Take an Inventory of all Your Personal Finances

First things first, you need to know what you are dealing with. Don’t continue to be in the dark about your financial situation, gather all your statements and start planning.

  • Figure out what the problem is (if you think there is one); you need to know what to work on if you want to improve your finances. Start with your holiday spending, what did you spend on? Where could you have cut back? How much debt did you accumulate? If shopping and overspending is your main problem then your holiday credit card bills will definitely be the proof you need.
  • Stop buying things, stop spending unnecessarily and stop adding more debt on top of the debt you already have. Stay home and don’t temp yourself, the post-holiday sales are full of great deals but shopping will only add to your problems. Accumulating more debt means you’ll be paying more interest and it will take you even longer to become debt free. Only buy things with the money you actually have and leave your credit cards at home.
  • Now make a budget. Create a list of all your financial obligations, these are things you need to pay for or buy like food, rent and insurance. Now figure out how much money you have left over after you paid for all them. This is the money you need to use to start paying off your debts with and using to start an emergency fund or savings account with.

Be Tough and Figure out What Can be Cut

It’s time to be tough and honest with yourself. You need to decide what spending is essential to your life and what spending needs to be cut. Learn the difference between needs and wants and change your spending habits accordingly. Let your holiday credit card bills be the inspiration you need. Learn to create a shopping list and a spending plan; don’t make unplanned or spontaneous purchases.

If you’re having trouble deciding what’s essential and what is non-essential, here are some examples of things you can probably cut from your budget.

  • Unnecessary gas and parking fees. Take public transportation or walk when possible.
  • Stop taking cash advances from your credit cards, the interest is astronomical.
  • Cancel your cable or satellite. Or at least down grade your package.
  • Stop paying for expensive coffees every day, brew your own at home.

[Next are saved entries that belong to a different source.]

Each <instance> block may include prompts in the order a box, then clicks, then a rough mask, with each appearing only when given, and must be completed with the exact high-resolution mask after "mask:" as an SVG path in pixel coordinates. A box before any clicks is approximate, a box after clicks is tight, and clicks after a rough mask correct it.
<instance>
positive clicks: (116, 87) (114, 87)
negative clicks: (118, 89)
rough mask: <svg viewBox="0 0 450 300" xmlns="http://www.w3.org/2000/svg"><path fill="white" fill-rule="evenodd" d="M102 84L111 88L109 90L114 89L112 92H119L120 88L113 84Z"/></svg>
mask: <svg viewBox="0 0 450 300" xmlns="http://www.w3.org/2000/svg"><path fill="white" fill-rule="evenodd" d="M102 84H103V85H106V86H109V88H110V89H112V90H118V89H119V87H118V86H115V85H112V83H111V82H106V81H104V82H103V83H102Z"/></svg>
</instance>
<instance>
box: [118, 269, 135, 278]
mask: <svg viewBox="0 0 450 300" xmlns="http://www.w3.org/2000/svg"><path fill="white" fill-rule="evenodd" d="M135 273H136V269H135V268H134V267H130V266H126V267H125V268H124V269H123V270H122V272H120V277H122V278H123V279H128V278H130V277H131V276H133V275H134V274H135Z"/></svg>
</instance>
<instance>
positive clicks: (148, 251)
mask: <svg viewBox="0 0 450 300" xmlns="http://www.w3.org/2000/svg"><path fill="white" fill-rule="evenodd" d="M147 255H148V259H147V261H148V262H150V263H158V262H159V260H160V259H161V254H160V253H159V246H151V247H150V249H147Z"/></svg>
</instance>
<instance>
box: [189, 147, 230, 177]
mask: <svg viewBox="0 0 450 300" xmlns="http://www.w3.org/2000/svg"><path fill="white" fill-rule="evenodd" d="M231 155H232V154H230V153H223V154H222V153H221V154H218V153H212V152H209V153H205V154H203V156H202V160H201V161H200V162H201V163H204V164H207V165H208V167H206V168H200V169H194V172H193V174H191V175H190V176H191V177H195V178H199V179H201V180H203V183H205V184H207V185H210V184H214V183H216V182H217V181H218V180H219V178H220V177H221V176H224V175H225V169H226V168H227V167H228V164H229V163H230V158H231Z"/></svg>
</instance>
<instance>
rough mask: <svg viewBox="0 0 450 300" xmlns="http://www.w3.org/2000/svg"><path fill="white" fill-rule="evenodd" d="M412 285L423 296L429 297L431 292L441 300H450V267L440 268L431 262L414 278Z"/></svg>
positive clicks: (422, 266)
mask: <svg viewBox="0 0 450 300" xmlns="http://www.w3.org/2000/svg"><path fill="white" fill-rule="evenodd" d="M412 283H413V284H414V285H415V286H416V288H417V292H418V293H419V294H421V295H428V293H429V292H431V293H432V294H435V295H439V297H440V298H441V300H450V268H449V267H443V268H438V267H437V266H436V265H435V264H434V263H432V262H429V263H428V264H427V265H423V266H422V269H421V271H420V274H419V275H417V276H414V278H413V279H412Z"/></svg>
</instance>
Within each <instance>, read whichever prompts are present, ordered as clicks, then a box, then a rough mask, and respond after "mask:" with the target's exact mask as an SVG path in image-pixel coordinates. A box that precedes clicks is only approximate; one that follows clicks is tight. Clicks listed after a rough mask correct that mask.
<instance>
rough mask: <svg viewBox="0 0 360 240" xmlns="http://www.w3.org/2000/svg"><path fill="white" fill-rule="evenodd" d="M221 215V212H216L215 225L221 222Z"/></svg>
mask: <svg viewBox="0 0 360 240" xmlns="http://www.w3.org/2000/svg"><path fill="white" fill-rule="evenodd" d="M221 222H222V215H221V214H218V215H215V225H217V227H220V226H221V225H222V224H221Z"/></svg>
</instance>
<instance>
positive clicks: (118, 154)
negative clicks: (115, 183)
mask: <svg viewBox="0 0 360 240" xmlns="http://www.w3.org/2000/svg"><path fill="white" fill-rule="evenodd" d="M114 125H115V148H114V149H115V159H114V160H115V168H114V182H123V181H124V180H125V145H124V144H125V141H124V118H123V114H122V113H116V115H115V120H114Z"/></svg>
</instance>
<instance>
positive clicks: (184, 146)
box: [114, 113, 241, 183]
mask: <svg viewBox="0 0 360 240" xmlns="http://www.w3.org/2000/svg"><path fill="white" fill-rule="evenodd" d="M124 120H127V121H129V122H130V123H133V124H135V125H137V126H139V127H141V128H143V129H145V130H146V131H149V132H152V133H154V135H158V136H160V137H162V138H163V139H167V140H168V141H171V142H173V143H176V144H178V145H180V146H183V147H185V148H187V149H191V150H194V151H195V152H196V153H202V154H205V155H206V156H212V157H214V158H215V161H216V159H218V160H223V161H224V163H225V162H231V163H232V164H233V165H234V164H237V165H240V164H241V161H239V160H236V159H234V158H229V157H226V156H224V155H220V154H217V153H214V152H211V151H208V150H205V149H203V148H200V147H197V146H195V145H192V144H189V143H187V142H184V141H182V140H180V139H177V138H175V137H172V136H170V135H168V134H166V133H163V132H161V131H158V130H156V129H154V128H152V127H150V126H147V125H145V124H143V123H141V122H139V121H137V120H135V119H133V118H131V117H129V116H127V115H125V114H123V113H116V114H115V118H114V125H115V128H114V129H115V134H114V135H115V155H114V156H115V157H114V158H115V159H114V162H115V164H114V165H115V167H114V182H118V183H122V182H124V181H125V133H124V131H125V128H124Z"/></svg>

Obviously you should be realistic about what you cut and try not to set yourself up for failure by cutting out everything. Being able to stick to your plan and your budget should be your top priorities so don’t make it harder than it needs to be. Maybe look for less expensive alternatives instead of completely cutting something out, that way you won’t feel like you’re making too big of a sacrifice.

Start Working on Debt Repayment

Now that you’ve created a budget, finalized a spending plan and decided what expenses can be cut you need to start working on a debt repayment plan. Unfortunately debt repayment is a long process and depending on how much you owe, could take a couple of years. This is why you need to create a strategy and work on it diligently.

  • Pay more than the minimum that you’re required to pay each month; this is the only way you’ll get out of debt in a reasonable amount of time. The problem with credit card debt is that the interest continues to accumulate, thus making it very difficult to make a dent in your debt. Make sure that if you have more than one credit card you’re paying off the one with the highest interest rate first.
  • Make more than one payment. If you like making one large payment a month because it’s easier to keep track of then that’s ok, but no one ever said you can’t make more than one payment. If you end up having some left over money at the end of the month then do not hesitate to put it towards your credit card debt.
  • Consider Credit Counseling. If you’ve been tough with yourself and tried to cut back but you still can’t seem to stop over spending then maybe you need to seek outside help. Acknowledging that you need help is the first step towards taking control of your finances. There are plenty of options for you including credit counseling and debt management programs. These kinds of programs will help you deal with your debt and your creditors.

The post-holiday financial blues happen to the best of it, but it is how you deal with them once January comes that’s important. The best thing you can do it is to set realistic goals and be as organized as possible. Plan for all situations that way you won’t be caught off guard when a financial issue comes up. Repaying your holiday debt doesn’t have to be impossible, focus on your end goal and work towards ensuring that you have a healthy financial future.